Accented characters (UTF8 to UTF16 shenanigans)

Posted by: Roger

Accented characters (UTF8 to UTF16 shenanigans) - 02/09/2006 07:08

Here's how I rip my music.

First, I rip the CD on my Windows XP Pro box using EAC. If the CD has accented characters in the name (for example Café del Mar), then EAC writes the files to disk in UTF8. This means that the name is scambled. (é becomes é).

Now, I can fix this on the PC end, converting the UTF8-on-UTF16 nonsense to the correct UTF16 character.

Then I copy the files onto my Ubuntu 6.06 fileserver, where Samba correctly converts my UTF16 (on NTFS) filenames back into UTF8 (on ext3) filenames. As long as my terminal (either xterm or PuTTY) knows to interpret them as UTF8, then they're displayed correctly, too.

So far, so good.

Where I run into problems is when I attempt to copy the MP3s to my work PC (Windows 2003 SP1), using Cygwin's rsync (v2.6.6).

It picks up the UTF8 names and turns them back into the individual octets before writing them back to the UTF16 filesystem, which means that my 'é' turns back into 'é'.

For example:

Code:

C:\Temp>rsync -e ssh -auv peculiar.home.differentpla.net:/home/music/flac/Compilations/*.flac .
receiving file list ... done
01 - Jos\303\251 Padilla - Agua.flac



How do I persuade rsync that my filenames are Unicode, and to do the necessary UTF8 to UTF16 conversion?

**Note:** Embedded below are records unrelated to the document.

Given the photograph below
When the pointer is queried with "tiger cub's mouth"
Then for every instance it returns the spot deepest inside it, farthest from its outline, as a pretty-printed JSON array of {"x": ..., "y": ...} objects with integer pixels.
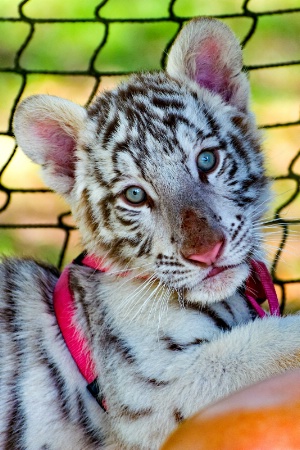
[{"x": 216, "y": 270}]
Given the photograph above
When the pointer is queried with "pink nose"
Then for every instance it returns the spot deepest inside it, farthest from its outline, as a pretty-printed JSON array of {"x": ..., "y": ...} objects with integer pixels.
[{"x": 210, "y": 256}]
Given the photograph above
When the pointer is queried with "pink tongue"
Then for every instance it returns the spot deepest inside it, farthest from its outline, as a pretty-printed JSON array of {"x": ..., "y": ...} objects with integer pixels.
[
  {"x": 215, "y": 271},
  {"x": 261, "y": 284}
]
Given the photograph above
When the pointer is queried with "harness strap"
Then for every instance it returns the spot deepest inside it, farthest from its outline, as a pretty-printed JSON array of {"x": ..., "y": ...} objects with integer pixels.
[{"x": 259, "y": 287}]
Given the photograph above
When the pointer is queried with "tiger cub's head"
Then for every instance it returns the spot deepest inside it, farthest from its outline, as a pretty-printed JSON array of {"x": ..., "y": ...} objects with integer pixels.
[{"x": 164, "y": 174}]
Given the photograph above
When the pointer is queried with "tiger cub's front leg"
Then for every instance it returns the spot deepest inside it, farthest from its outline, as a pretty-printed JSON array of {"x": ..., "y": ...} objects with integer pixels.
[{"x": 243, "y": 356}]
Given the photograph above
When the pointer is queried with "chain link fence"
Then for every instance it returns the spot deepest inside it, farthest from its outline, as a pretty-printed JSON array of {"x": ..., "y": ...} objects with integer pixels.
[{"x": 76, "y": 53}]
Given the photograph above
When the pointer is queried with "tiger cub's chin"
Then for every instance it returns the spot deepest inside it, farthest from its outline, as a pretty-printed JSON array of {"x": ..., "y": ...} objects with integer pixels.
[{"x": 219, "y": 286}]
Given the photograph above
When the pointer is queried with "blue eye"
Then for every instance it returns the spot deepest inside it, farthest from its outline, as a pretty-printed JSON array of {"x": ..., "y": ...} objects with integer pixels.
[
  {"x": 135, "y": 195},
  {"x": 207, "y": 161}
]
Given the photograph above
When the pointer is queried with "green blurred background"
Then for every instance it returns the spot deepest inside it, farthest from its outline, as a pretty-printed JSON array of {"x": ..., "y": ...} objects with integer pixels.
[{"x": 138, "y": 34}]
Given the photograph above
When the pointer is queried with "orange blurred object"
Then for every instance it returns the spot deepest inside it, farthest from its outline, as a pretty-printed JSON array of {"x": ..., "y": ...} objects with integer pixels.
[{"x": 265, "y": 416}]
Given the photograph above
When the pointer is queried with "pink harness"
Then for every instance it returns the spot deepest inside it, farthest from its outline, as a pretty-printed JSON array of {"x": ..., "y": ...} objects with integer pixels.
[{"x": 259, "y": 287}]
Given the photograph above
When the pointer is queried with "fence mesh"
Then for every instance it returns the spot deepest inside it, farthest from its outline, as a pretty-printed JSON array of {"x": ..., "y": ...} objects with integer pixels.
[{"x": 103, "y": 60}]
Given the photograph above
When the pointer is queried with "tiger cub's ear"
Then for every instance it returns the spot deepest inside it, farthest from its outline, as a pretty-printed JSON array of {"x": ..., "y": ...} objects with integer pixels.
[
  {"x": 207, "y": 52},
  {"x": 47, "y": 130}
]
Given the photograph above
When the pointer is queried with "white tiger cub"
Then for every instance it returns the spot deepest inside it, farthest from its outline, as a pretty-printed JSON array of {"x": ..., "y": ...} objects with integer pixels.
[{"x": 165, "y": 179}]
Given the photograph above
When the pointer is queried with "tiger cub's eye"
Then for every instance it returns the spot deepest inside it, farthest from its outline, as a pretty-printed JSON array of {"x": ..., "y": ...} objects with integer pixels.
[
  {"x": 135, "y": 195},
  {"x": 207, "y": 161}
]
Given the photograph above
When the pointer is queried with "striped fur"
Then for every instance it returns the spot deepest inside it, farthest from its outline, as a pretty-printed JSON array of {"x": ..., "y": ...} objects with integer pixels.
[{"x": 166, "y": 337}]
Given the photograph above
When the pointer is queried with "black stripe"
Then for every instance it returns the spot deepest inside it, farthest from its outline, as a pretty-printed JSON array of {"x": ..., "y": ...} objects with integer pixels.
[
  {"x": 92, "y": 435},
  {"x": 132, "y": 414},
  {"x": 219, "y": 322},
  {"x": 174, "y": 346}
]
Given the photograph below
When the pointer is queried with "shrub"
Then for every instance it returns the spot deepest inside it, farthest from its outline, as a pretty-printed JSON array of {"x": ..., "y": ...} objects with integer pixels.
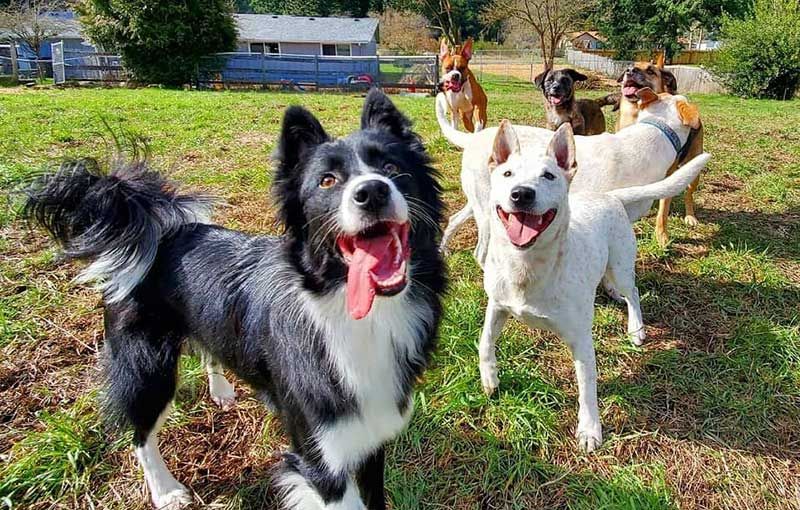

I've tried googling for an answer, but my google-fu is weak this morning. Any ideas?
Posted by: mlord

Re: Accented characters (UTF8 to UTF16 shenanigans) - 02/09/2006 11:39

Quote:

Code:

C:\Temp>rsync -e ssh -auv peculiar.home.differentpla.net:/home/music/flac/Compilations/*.flac .
receiving file list ... done
01 - Jos\303\251 Padilla - Agua.flac



How do I persuade rsync that my filenames are Unicode, and to do the necessary UTF8 to UTF16 conversion?

I've tried googling for an answer, but my google-fu is weak this morning. Any ideas?


Just hack the rsync source code -- should be a quick fix.

Cheers
Posted by: Roger

Re: Accented characters (UTF8 to UTF16 shenanigans) - 02/09/2006 13:00

Quote:
Just hack the rsync source code -- should be a quick fix.


Nope. I took a look. It looks like it'd be quite an involved fix. The basic problem is that Cygwin simply doesn't support Unicode properly.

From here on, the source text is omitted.